Devs

Une délicieuse énigme technologique. Alex Garland est devenu en peu de temps une figure incontournable de la science fiction.
Après des débuts comme romancier, il s’est essayé à la réalisation avec pour premier film, le très remarqué : Ex Machina.

Devs

Un thriller psychologique vertigineux et suivi de l’excellent  Annihilation, un thriller d’anticipation remarquable, à la fantaisie hypnotique. Cette fois-ci, c’est par le prisme de la série que Garland se lance dans une nouvelle épopée technologique la teintant de philosophie. Produite par la chaîne FX et diffusée sur la plateforme Hulu, Devs est une nouvelle percée dans un univers parallèle, dans l’ivresse de la science-fiction où des silhouettes se perdent dans le flou, tant psychologique que physique. Au coeur du développement, au coeur d’une conspiration, la série imaginée par Garland traite du mystérieux meurtre de Sergei (Karl Glusman), employé d’une compagnie technologique. La petite amie du défunt, Lily (Sonoya Mizuno), suspecte l’entreprise, persévère dans les rues brumeuses et désertes de San Francisco, pour récolter des informations cruciales.

Sergei, titulaire d’un MIT et originaire de Russie, entre dans un projet nommé Devs.
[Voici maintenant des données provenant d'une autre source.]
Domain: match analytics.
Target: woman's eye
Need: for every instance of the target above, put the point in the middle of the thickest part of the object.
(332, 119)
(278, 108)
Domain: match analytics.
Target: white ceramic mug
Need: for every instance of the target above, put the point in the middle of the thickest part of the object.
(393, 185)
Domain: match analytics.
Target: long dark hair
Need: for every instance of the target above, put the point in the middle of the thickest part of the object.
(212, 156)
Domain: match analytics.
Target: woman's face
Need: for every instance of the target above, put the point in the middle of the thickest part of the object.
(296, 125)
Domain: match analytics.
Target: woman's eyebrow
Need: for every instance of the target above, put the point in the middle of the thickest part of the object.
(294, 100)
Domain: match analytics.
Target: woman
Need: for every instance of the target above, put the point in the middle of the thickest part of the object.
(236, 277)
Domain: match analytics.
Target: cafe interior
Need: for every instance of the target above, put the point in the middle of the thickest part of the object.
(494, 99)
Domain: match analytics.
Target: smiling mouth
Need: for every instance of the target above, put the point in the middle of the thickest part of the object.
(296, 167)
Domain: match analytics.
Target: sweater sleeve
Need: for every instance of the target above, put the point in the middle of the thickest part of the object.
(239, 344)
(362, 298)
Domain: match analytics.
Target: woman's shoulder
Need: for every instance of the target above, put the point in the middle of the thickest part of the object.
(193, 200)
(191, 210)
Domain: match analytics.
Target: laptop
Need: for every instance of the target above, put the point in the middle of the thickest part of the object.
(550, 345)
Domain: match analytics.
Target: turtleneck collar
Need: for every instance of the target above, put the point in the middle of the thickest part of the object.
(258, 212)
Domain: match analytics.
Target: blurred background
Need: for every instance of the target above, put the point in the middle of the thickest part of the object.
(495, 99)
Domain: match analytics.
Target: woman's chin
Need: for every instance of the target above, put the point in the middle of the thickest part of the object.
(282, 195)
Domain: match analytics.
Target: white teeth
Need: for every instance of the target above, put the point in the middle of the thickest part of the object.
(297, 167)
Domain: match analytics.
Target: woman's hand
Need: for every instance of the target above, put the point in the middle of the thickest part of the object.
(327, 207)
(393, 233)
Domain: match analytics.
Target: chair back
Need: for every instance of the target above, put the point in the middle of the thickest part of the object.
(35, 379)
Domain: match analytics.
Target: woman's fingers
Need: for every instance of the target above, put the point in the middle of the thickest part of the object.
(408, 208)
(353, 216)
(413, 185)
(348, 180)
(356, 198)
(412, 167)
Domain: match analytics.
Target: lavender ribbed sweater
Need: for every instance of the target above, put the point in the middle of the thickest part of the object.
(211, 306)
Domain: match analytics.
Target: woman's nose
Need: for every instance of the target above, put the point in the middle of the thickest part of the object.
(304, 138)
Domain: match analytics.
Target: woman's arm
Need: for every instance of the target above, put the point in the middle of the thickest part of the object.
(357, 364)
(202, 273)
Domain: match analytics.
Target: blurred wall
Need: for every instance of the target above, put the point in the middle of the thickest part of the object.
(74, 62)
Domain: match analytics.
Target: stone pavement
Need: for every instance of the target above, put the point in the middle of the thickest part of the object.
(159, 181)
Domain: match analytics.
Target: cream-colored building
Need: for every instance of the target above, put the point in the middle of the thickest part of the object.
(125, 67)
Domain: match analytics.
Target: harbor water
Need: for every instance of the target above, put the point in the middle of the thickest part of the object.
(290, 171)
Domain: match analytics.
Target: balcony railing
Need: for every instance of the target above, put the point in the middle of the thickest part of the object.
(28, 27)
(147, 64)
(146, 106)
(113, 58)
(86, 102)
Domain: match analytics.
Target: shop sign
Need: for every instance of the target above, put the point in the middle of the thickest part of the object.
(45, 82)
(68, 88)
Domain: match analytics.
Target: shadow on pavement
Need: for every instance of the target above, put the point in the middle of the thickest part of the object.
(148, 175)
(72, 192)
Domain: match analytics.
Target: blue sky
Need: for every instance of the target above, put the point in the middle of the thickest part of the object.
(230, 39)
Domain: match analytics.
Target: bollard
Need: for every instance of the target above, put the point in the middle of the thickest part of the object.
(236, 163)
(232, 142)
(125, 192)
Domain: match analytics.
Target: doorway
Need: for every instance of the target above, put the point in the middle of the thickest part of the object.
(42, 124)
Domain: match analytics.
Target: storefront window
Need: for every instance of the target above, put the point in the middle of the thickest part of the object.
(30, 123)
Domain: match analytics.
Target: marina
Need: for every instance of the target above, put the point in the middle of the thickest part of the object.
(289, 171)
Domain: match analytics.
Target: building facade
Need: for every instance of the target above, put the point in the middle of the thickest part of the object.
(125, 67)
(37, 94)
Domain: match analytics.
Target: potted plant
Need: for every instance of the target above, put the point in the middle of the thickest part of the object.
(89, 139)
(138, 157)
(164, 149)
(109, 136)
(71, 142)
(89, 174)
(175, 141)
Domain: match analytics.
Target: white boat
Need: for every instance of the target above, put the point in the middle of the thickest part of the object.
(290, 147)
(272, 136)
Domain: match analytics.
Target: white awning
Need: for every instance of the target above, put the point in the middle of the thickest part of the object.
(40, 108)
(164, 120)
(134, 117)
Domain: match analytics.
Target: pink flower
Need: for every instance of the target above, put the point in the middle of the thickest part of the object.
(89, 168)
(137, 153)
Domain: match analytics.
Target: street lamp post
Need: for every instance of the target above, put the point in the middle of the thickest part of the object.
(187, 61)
S’avance Forest (Nick Offerman), grand manitou de la manoeuvre. Il le place face à un écran, sans la moindre précision. « Lis les codes et prends ton temps, tu verras… » insiste Forest, aussi mystérieux que cette grande boîte dorée, illuminée par une technologie de pointe. L’atmosphère nourrit le récit et vice versa. L’ambiance est comme figée, comme suspendue dans les limbes d’un esprit supérieur. Mais qu’est-ce que Devs ?
Un monde d’illusions et de désillusions, le réel face au virtuel. Garland débloque les sentiers mystérieux d’un récit ésotérique, entre rêve et cauchemar, emprunt de deuil et d’inventions. La mouvance virtuelle se faufilant entre les identités secrètes et les agissements diffus, l’univers se complexifie et se cristallise autour d’une bande que Lily qualifie de « fanatiques ». Telle une secte, cette société opérant dans une opacité glauque drapée de secrets, nous captive plus le récit persiste dans cette délicieuse abstraction.

Garland réussit une création solide, vertigineuse quand les enjeux s’éclaircissent, le second épisode frôle la perfection. Comme chaque série au mystère obscure, vous en saurez assez plus les épisodes s’empilent. Une histoire soufflant conspiration et abstraction. La bande-son grinçante, parfois agressive, fonctionne comme un dispositif à combustion lente. Une mécanique huilée et brillante de sobriété, de précision, se débarrassant de la moindre fioritures. Un labyrinthe psychologique à la beauté insaisissable, semblable à la dernière fresque de Garland, Annihilation. Devs, entre décalages temporels et théories multiples, est une série lumineuse, voire prodigieuse par instants.